Top BLACKCAPS supporter outfit the Beige Brigade have welcomed the Barmy Army by beating the pants off them in 'The Rashes', a series of friendly cricket matches. Match two took place at Wellington Collegians Cricket Club. Check out the superb photo gallery and match report via Henry Wisson. Round three took place last night (Thursday 21 March) at the Auckland Domain, we look forward to hearing how it went.
Speaking of the Barmy Army, not only have they been making friends everywhere while on tour - they've also raised £5000 for the Christchurch Earthquake Appeal. Super work! From their site:
The Barmy Army funds will specifically be used for the Garrick Park Repairs and allow this football ground in the winter and cricket ground in the summer to once again be used by the Lancaster Park Woolston Cricket Club and the Cashmere Technical Football Club year round. Garrick Park requires $200,000 towards field repairs which will address drainage issues and the Barmy Army will be raising as much money as possible in New Zealand to assist the Appeal in reaching that total.

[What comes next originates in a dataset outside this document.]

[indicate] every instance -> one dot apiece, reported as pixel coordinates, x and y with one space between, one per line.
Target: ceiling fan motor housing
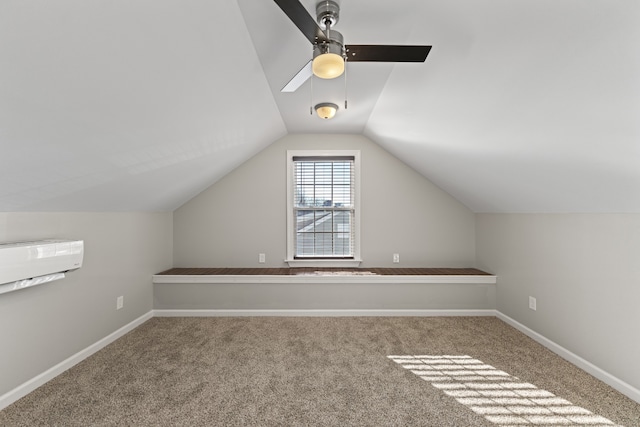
327 11
334 45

The Guardian's Andy Bull looks at the new crop of cricket publications springing up online and asks if we are living in a golden age of cricket writing:
[Matt] Thacker says he agrees that it is "a good time for cricket and sports writing". Wilson goes further, and reckons it is "a golden age". He rightly says that "there are more good writers than ever before, writing on a wider range of subjects and in a wider variety of styles." The Blizzard, The Cordon, The Nightwatchman, they are all testament to the truth of that.
Cricinfo asks 'What is the most influential innovation in cricket?', with overarm bowling, reverse swing, the Doosra, switch hitting and the leg glance under the microscope. From Jarrod Kimber`s piece:
Of course underarm bowling was kind of rubbish. Okay to your three-year-old nephew, but not really a demanding athletic endeavour that would captivate millions of people, like Wes Hall in full flight did. So bowlers tried to change it. The story goes (you weren't there, you don't know it's not true) that John Willes started bowling roundarm when he saw his sister Christina do it because her dress wouldn't allow her to bowl underarm.